Pencabutan berita secara mendadak tidak hanya berpotensi menyalahi etika, tetapi juga dapat berdampak negatif pada kredibilitas media itu sendiri. Publik yang telah membaca dan menyebarkan berita tentu berhak mengetahui alasan konten tersebut dihapus. Selain itu, secara teknis, tindakan ini juga dapat menurunkan peringkat mesin pencari (SEO) dari situs media yang bersangkutan, sehingga merugikan secara jangka panjang.

Di tengah meningkatnya peran media sosial dalam menyebarkan informasi, kepercayaan publik terhadap media konvensional di Kalteng kini sedang diuji. Ketika informasi yang dianggap penting menghilang tanpa jejak, masyarakat cenderung mencari kebenaran dari platform lain termasuk dari media sosial yang tak selalu terikat etika jurnalistik.

Rahmadani analisa data dari Litbang Kaltengpedia menyerukan agar media-media yang melakukan penghapusan konten pada 18 Juli 2025 memberikan penjelasan terbuka kepada publik.
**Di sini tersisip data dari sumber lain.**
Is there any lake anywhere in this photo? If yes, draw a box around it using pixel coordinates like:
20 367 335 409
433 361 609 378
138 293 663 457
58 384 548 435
Transparansi dan akuntabilitas adalah pilar penting dalam menjaga kepercayaan masyarakat terhadap media, khususnya di era digital saat ini yang penuh dengan arus informasi cepat dan dinamis.

Tindakan pencabutan berita tanpa alasan yang sah justru membuka ruang spekulasi dan kecurigaan, serta dapat mencederai fungsi pers sebagai pengawas sosial dan pilar keempat demokrasi.